Imbauan ke Pemilik Barang: Segera Ambil Kontainer yang Sudah Clearance
Dalam upaya percepatan ini, Pelindo mendesak para pengguna jasa dan pemilik barang untuk segera mengambil kontainer yang sudah mengantongi SPPB. Langkah ini dinilai krusial untuk mengurangi kepadatan di lapangan penumpukan pelabuhan (yard) dan menjaga pergerakan kontainer tetap lancar.

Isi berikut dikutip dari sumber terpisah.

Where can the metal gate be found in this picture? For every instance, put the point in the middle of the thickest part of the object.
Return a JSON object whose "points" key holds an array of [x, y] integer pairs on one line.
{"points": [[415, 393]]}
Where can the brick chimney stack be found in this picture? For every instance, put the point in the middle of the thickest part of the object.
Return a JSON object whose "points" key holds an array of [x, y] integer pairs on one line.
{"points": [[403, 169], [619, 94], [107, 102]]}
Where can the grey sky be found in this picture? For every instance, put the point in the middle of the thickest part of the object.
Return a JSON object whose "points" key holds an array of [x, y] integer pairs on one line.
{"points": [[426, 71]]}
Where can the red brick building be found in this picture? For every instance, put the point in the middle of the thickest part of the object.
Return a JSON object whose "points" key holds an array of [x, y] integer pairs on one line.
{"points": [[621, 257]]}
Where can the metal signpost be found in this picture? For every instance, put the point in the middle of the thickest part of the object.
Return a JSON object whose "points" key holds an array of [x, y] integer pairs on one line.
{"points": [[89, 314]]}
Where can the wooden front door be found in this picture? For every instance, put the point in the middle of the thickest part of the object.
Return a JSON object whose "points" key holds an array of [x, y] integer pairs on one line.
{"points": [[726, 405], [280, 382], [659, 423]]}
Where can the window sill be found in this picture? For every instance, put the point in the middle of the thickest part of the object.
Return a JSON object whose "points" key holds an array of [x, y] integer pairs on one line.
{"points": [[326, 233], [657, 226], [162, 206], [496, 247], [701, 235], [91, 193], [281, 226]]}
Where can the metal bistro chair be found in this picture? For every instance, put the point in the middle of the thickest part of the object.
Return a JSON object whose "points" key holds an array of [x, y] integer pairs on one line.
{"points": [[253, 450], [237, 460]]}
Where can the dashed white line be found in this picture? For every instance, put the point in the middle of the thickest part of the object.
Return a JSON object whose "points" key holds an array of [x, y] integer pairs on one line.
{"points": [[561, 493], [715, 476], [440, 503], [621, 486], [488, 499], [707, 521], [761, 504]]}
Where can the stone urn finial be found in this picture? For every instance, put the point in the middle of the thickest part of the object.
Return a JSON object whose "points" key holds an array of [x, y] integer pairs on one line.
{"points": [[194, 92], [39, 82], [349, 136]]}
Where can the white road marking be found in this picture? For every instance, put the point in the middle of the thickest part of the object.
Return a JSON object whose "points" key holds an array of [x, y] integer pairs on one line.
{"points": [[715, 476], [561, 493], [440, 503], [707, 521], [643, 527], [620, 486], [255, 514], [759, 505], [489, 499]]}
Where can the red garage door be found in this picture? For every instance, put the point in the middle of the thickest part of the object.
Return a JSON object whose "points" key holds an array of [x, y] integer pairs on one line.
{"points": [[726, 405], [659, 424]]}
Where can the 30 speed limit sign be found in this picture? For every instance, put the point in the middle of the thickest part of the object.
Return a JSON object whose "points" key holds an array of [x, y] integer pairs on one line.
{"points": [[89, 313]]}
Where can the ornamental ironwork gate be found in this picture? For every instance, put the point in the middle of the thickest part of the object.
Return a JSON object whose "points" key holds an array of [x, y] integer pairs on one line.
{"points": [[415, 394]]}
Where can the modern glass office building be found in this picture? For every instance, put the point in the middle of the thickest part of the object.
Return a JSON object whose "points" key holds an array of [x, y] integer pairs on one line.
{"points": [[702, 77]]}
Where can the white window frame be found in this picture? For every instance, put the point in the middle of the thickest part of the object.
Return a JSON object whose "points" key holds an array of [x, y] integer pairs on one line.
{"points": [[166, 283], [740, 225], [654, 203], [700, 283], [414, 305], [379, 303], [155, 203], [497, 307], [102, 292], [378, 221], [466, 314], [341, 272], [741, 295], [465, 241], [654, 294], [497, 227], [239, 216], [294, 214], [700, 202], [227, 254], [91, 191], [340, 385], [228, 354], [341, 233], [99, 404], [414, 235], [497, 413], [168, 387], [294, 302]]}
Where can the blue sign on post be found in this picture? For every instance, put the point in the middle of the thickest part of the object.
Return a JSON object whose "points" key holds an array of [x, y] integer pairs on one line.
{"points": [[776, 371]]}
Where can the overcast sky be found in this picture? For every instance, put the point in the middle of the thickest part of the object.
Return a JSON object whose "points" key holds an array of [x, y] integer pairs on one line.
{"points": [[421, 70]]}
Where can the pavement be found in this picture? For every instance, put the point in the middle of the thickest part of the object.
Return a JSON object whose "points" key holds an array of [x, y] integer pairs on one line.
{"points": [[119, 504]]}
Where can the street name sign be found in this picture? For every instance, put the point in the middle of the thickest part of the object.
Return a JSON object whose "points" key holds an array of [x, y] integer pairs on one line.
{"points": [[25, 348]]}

“Kami juga mendorong semua pengguna jasa untuk mengambil kontainer yang sudah mendapatkan izin SPPB guna mengoptimalkan kapasitas area dan memastikan rantai pasok tetap mulus,” tambah Yandri.
Koordinasi intensif juga terus dilakukan dengan Kantor Pelayanan Utama (KPU) Bea dan Cukai Tanjung Priok serta KSOP. Tujuannya memastikan kelancaran logistik nasional dan menjaga tingkat pelayanan pelabuhan tetap optimal.
Komitmen Jaga Kinerja Pelabuhan Terbesar Nasional
Langkah ini merupakan komitmen Pelindo untuk terus memberikan pelayanan terbaik dan mendukung kelancaran arus logistik nasional melalui kolaborasi erat dengan seluruh pemangku kepentingan di Pelabuhan Tanjung Priok. Pelabuhan ini merupakan pintu gerbang utama arus barang nasional yang menangani lebih dari separuh kontainer Indonesia. Tanpa percepatan pemeriksaan, potensi kemacetan logistik bisa mengganggu rantai pasok di berbagai sektor industri.